Drawing on surveys of more than 7,000 citizens from Austria, Bulgaria, Czechia, Hungary, Poland, Romania and Slovakia, the key findings include: 

  1. Support for the EU is increasing across the region despite rising Eurosceptic political forces in some countries. Yet, people often feel that the EU is ruled by a few big states and their representatives do not have a say on important issues.
  2. Despite the attacks of populists, the overwhelming majority in the CEE think that media and NGOs are important for democracy.
  3. NATO enjoys huge support among 7 in 10 Central and Eastern Europeans, who recognise its importance for their security. At the same time, 4 in 10 support the idea of setting up a European army as an alternative to NATO.
  4. Not everyone would like to see their country positioned in the West (only 35% on average). In the Visegrad Four, around half would prefer their country remain somewhere in-between East and West to get the “best of both worlds”.
  5. A majority of CEE citizens identifies with the EU’s values.

CSIS

Russia duped the West in the 2016 election, but their playbook has been exposed and last cycle’s trickery won’t work the same in 2020, argues Clint Watts, Distinguished Research Fellow at the Foreign Policy Research Institute, and author of Messing With the Enemy: Surviving in a Social Media World of Hackers, Terrorists, Russians and Fake News.
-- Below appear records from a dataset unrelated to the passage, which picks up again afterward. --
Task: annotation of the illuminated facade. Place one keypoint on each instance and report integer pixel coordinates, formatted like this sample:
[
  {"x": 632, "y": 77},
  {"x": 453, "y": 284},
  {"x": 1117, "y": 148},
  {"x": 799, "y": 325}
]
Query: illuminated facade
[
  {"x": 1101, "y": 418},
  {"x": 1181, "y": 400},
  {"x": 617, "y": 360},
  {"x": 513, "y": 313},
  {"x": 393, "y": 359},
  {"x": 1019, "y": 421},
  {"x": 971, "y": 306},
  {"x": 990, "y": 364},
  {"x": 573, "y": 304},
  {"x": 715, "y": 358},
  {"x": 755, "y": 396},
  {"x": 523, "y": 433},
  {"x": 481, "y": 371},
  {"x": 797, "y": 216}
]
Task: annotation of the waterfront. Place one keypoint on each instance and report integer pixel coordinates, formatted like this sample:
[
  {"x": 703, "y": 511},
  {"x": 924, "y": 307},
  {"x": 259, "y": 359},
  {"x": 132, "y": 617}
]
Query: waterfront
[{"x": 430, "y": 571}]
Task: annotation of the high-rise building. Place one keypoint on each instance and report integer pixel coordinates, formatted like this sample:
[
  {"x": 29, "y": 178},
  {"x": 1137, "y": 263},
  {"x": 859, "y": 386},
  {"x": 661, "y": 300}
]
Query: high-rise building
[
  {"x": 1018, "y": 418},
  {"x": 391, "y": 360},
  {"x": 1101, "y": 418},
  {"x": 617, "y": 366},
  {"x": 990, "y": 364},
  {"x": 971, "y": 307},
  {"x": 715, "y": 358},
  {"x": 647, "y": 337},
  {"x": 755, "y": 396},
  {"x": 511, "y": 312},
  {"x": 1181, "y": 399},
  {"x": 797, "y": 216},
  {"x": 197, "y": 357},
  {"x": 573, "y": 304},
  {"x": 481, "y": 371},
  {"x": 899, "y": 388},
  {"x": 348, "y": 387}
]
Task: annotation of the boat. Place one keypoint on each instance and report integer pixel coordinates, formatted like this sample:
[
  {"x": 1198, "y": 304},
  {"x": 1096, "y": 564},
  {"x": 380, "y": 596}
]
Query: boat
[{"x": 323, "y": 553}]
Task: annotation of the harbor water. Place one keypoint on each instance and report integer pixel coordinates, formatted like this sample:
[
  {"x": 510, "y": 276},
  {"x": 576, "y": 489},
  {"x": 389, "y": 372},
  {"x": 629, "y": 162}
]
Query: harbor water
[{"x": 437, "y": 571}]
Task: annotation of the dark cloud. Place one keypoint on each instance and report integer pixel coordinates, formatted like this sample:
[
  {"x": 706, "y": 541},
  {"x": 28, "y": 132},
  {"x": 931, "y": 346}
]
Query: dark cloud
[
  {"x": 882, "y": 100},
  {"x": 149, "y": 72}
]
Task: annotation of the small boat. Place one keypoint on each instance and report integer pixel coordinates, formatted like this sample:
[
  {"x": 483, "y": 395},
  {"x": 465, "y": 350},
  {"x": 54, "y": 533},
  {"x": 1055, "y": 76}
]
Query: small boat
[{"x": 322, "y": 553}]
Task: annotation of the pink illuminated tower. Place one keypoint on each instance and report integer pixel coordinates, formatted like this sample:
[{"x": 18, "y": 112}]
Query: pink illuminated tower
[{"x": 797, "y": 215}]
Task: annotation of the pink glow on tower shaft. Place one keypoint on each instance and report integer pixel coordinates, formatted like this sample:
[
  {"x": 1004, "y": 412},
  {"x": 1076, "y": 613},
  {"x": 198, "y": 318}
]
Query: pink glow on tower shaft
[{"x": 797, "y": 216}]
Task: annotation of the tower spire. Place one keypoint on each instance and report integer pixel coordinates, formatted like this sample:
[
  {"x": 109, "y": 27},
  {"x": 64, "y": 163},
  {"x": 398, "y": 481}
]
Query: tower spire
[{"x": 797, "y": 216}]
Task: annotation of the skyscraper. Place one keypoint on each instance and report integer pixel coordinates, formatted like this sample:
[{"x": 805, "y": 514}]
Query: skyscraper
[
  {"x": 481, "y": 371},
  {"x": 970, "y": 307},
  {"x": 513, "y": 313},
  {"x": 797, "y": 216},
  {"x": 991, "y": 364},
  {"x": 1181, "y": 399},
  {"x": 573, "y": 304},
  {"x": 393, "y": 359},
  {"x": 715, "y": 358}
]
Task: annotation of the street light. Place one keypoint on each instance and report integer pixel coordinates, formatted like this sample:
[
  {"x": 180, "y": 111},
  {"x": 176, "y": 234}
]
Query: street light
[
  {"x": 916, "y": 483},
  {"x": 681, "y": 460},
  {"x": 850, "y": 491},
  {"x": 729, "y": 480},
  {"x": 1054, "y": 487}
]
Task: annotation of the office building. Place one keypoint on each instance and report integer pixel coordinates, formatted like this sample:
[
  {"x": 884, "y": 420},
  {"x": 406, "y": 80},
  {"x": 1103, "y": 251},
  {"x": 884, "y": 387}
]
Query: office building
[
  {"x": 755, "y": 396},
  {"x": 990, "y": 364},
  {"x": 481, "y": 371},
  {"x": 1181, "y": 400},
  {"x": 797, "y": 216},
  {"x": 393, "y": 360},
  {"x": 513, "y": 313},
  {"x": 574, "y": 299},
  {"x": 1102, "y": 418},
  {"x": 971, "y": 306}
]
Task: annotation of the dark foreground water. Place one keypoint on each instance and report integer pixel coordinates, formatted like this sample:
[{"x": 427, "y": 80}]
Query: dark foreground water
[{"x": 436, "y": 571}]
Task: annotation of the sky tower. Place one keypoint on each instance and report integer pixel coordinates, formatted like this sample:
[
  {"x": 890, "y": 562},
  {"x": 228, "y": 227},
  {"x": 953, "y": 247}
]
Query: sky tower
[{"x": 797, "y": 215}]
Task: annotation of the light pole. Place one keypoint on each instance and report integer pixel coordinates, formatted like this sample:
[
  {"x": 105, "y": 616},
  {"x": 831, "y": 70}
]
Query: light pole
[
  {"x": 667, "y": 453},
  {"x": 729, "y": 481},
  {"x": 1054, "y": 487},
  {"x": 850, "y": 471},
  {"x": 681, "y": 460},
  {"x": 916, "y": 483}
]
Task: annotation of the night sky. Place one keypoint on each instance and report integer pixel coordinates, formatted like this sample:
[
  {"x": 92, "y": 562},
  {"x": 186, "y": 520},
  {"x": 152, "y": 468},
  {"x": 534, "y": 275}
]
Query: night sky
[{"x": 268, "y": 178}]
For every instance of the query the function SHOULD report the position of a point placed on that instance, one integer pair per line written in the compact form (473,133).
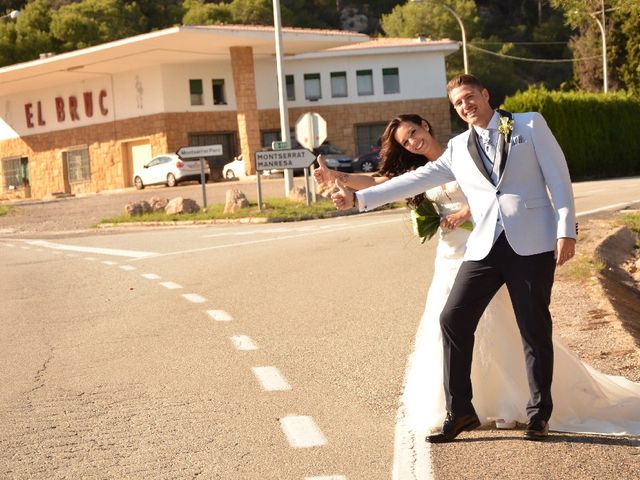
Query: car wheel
(368,166)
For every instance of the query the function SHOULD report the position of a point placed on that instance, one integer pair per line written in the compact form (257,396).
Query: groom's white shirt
(534,196)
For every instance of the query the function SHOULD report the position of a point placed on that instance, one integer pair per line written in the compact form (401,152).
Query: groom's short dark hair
(464,79)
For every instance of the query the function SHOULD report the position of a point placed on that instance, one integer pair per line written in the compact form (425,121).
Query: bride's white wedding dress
(585,400)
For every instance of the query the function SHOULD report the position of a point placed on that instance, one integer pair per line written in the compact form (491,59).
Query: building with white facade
(82,121)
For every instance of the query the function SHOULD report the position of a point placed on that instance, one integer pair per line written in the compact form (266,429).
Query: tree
(622,27)
(91,22)
(33,36)
(199,13)
(430,19)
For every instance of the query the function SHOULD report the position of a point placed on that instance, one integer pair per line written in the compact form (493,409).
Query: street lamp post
(13,14)
(285,134)
(464,33)
(601,24)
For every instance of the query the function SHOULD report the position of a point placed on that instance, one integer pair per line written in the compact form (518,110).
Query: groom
(505,165)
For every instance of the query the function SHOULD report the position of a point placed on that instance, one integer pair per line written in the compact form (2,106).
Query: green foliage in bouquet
(426,221)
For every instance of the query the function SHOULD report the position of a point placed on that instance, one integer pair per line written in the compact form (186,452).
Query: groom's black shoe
(537,430)
(453,426)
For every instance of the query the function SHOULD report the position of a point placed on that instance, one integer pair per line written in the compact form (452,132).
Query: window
(390,80)
(312,90)
(77,161)
(365,82)
(338,84)
(12,173)
(291,88)
(195,90)
(219,97)
(367,137)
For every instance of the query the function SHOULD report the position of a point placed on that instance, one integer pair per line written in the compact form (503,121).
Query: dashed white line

Populists on the political right were the primary focus of Kremlin influence heading into 2016, with the political left getting the remainder. This formula will likely reverse in 2020, he writes for The Daily Beast. It’s a plan the Putinistas’ predecessors have used before, he adds, citing the Soviets’ use of  “active measures” [the subject of a forthcoming book by Johns Hopkins University’s Thomas Rid] during the Cold War.

Almost everybody wants something done about disinformation. So why does it seem that nothing is changing?  The New York Times observes of Disinformation’s Huge Inaction Problem. Instead of tech heavyweights and regulators doing nothing, maybe all of them should do … something? Jamie Condliffe asks:

Rasmus Nielsen, a professor of political communication at Oxford University who studies misinformation, said Facebook could do more when misinformation was spotted without taking stuff down — act faster, give better warnings around the material, inform users that have shared it, be transparent about how it made decisions.
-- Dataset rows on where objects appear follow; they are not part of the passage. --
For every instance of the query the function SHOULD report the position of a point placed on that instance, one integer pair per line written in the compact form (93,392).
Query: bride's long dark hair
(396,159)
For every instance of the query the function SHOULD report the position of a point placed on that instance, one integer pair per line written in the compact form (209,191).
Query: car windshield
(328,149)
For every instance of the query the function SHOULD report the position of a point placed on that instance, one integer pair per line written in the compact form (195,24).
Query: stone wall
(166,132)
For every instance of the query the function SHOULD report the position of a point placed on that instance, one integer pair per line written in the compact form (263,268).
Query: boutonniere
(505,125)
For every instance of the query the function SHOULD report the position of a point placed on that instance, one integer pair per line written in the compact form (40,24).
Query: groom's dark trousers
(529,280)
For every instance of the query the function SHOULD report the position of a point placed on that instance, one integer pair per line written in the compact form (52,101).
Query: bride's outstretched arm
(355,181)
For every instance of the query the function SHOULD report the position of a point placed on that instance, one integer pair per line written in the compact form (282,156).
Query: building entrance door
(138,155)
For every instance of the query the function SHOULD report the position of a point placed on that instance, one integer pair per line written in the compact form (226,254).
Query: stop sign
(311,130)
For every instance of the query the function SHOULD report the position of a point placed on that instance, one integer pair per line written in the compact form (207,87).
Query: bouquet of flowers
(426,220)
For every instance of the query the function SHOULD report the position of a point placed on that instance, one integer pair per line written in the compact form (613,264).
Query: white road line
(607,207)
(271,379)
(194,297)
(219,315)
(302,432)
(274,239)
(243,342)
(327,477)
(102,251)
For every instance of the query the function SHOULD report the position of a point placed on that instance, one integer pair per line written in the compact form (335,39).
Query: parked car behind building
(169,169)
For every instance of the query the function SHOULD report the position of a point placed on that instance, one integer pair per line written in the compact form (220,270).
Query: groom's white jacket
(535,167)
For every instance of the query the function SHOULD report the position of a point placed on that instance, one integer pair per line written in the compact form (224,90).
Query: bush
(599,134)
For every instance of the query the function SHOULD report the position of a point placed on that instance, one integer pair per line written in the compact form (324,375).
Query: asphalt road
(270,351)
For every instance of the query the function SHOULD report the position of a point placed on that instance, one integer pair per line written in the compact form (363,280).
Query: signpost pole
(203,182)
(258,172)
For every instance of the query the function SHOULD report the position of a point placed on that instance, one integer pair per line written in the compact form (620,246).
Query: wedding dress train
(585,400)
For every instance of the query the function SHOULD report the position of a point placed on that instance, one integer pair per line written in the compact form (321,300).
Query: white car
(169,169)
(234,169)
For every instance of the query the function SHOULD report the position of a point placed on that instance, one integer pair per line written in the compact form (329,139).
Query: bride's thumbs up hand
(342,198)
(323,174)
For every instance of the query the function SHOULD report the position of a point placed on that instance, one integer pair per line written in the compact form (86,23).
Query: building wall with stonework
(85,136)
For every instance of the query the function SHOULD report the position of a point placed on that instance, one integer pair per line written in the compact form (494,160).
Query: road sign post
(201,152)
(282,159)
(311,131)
And Cass Sunstein, a legal scholar writing for Bloomberg Opinion, drafted a proposal for regulation blocking content, based on libel law, that he thinks may not infringe the First Amendment. It would ban videos that showed “people in a false and negative light and so are injurious to their reputations — unless reasonable observers would be able to tell that those videos are satires or parodies, or are not real.”
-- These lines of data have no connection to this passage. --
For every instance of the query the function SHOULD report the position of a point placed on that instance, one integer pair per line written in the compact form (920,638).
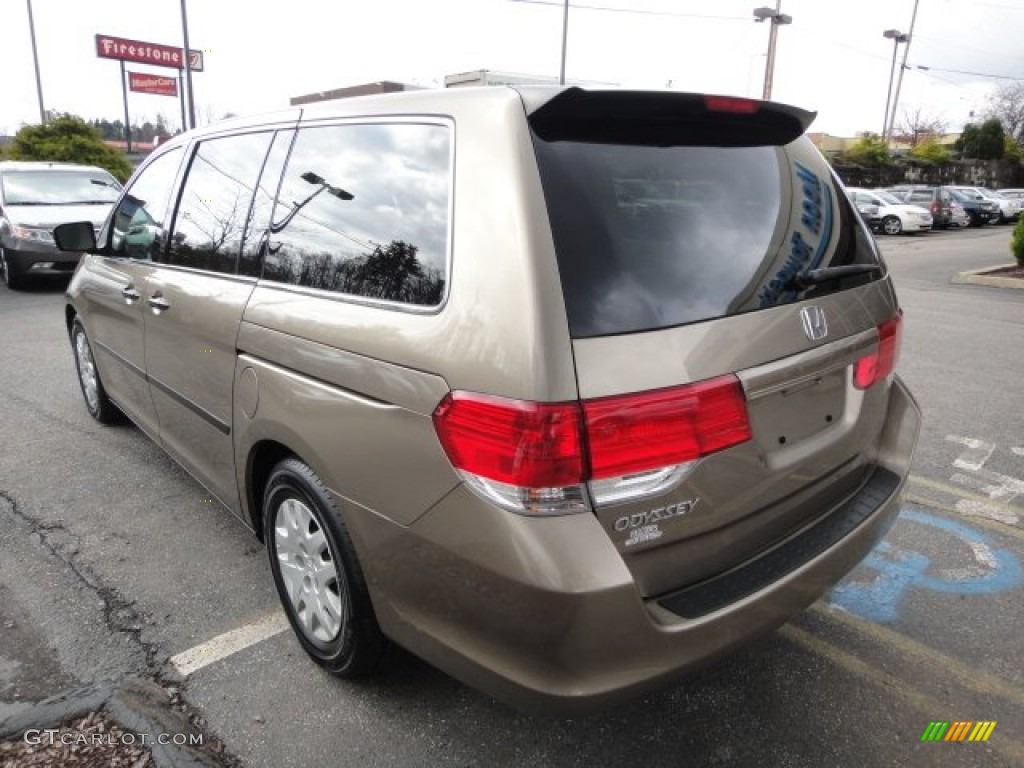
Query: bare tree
(1007,104)
(915,125)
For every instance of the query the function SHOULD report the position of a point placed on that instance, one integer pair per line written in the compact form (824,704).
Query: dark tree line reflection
(391,271)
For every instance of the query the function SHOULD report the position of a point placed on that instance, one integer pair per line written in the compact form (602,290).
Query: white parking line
(224,645)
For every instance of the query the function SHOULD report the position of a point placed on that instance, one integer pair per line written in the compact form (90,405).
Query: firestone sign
(151,53)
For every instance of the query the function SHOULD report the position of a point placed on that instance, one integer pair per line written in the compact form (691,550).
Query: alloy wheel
(87,371)
(318,596)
Inosmi.ru (below) is the Russian state media holding Rossiya Segodnya’s service for translating media content to Russian. It’s part of the same media conglomerate as SputnikRIA Novosti and a few other disinformation outlets, managed by Dmitriy Kiselyov, the Überpropagandist of the Kremlin, The Disinformation Review reports. The scope of Inosmi is impressive: media outlets from Australia to Zimbabwe, languages from Azerbaijani to Norwegian are translated to Russian. Neither language barriers, nor paywalls stop the translators from Inosmi.ru. EU vs Disinfo wrote about Inosmi in 2016, after a study from Ghent University. But Inosmi is the Kremlin’s vehicle for stealing news to shape others’ views, it adds. RTWT

The strategic deployment of false, exaggerated or contradictory information in the electoral environment has been a potent tool for undercutting democratic principles, the National Democratic Institute adds. Its new analysis – Disinformation and Electoral Integrity: A Guidance Document for NDI Elections Programs (above) – outlines programmatic approaches to addressing the threat of disinformation in the electoral context, particularly the actions citizen election observers and international observers can take to mitigate, expose, and counter disinformation.